Pemuja.com – Nama Ferry Irwandi, CEO Malaka Project dan kreator konten digital, mendadak menjadi sorotan publik setelah Satuan Siber TNI (Satsiber) menyatakan niat untuk melaporkannya ke Polda Metro Jaya.
Dugaan pelanggaran hukum muncul dari hasil patroli siber yang dilakukan TNI, yang menilai bahwa konten Ferry mengandung unsur pencemaran nama baik terhadap institusi militer.
Langkah ini memicu kontroversi, bukan hanya karena melibatkan institusi militer dalam ranah hukum sipil, tetapi juga karena menyangkut batas kewenangan TNI dalam penegakan hukum di ruang digital.
Dugaan Pidana dan Hambatan Hukum
Menurut Wakil Direktur Reserse Siber Polda Metro Jaya, AKBP Fian Yunus, pencemaran nama baik berdasarkan Pasal 27A UU ITE hanya bisa diproses jika ada aduan dari individu yang merasa dirugikan.
Putusan Mahkamah Konstitusi Nomor 105/PUU-XXII/2024 memperjelas bahwa institusi, jabatan, atau profesi tidak memiliki hak untuk melaporkan pencemaran nama baik.
Artinya, meskipun TNI merasa dirugikan oleh konten Ferry, laporan tidak bisa diajukan atas nama institusi.
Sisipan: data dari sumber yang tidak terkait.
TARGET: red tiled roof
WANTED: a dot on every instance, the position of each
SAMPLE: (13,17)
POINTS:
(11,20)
Hal ini menjadi titik krusial dalam polemik hukum yang sedang berlangsung.
Respons Ferry Irwandi
Menanggapi wacana pelaporan tersebut, Ferry Irwandi menyatakan bahwa dirinya tidak merasa gentar.
Dalam pernyataan publik, ia mempertanyakan dasar hukum yang digunakan TNI untuk melaporkannya. “Kenapa saya harus takut sama TNI? Memang saya ancaman ketahanan nasional? Emang saya pegang rudal?” ujar Ferry dalam video klarifikasinya.
Ia juga membantah tudingan bahwa dirinya sulit dihubungi, dan menyebut bahwa nomor kontaknya tersedia luas di kalangan media.
Pelaporan Ferry Irwandi Yang Kontroversial
Koalisi masyarakat sipil, termasuk ICJR dan Imparsial, menyayangkan langkah TNI yang dinilai melampaui kewenangan.
Mereka menilai bahwa pelibatan militer dalam pemantauan konten sipil berpotensi membuka ruang kriminalisasi terhadap kebebasan berekspresi.
Di sisi lain, TNI menyatakan bahwa langkah mereka masih dalam tahap konsultasi hukum, dan belum tentu berujung pada pelaporan resmi.
Namun, dinamika ini menunjukkan ketegangan antara institusi negara dan aktor sipil dalam ruang digital yang semakin kompleks.
Antara Etika Siber dan Batas Kewenangan
Kasus Ferry Irwandi membuka diskusi penting tentang etika siber, kebebasan berekspresi, dan batas intervensi institusi militer dalam ranah sipil.
Apakah kritik terhadap institusi negara bisa dianggap sebagai pencemaran nama baik? Dan siapa yang berhak menegakkan batasnya?